Batang tua itu tersenyum. Digoyangkannya perlahan badannya yang bergerigi, sehingga menimbulkan goyangan lembut yang meninabobokkan sang daun muda.
” Anak muda, inilah dunia. Tak selamanya yang terjadi seperti apa yang kita pinta. Banyak sekali yang meminta dan baik hati ketika masih menjadi daun muda sepertimu, tetapi ketika sudah menjadi daun tua yang punya kuasa dan ilmu. Mereka lupa, mereka telah melupakan sejatinya bahwa mereka dahulu adalah juga daun muda. Mereka hanya bisa mencaci dan menyombongkan diri. Yah, inilah hidup dan inilah nyata. Hanya saja, jika aku boleh berpesan kepadamu. Jadikan ini pelajaran untuk hidupmu kelak. Jadilah daun tua yang berkuasa, tetapi tetap mau memandang tanah yang menghidupinya, tetap mau menengok daun muda yang berada di ujungnya, yang melindunginya dari teriknya mentari yang menghujam bumi. Tetap tersenyumlah meski dunia tak lagi ramah. Semakin engkau bisa mengambil arti semakin engkau bijaksana nanti. ” bambu tua itu berkata sembari mengelus jenggot panjangnya.
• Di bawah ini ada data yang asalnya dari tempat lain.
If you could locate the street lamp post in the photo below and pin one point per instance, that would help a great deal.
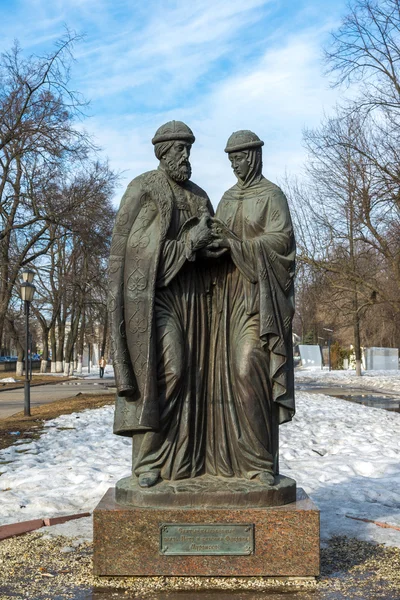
(330, 333)
(27, 291)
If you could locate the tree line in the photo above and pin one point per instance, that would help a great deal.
(56, 212)
(347, 208)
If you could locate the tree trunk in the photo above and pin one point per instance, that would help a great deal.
(105, 334)
(45, 355)
(60, 346)
(357, 339)
(53, 344)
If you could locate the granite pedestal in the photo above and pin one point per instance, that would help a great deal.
(275, 541)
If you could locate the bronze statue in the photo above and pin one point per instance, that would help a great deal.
(159, 296)
(251, 388)
(200, 400)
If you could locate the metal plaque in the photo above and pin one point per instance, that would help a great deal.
(215, 538)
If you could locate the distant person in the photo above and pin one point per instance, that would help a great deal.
(102, 366)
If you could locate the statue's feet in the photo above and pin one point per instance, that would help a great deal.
(267, 478)
(149, 478)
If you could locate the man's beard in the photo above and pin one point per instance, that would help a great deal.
(178, 171)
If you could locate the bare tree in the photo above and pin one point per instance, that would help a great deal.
(37, 136)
Daun muda itu terdiam. Dia tersenyum, ada secercah sinar yang menghangatkan hatinya. Mencairkan hatinya yang membeku pilu. Hangat, mengalir ke seluruh urat-urat hijau mudanya. Dia mengangguk dan sekali lagi tersenyum bergoyang gemulai dengan riangnya ketika sang bayu menyapanya.
”Suatu saat nanti, aku akan menjadi daun hijau tua yang baik hati dan tak lupa diri,” janjinya dalam diri dan dia ikatkan erat-erat dalam sudut hati.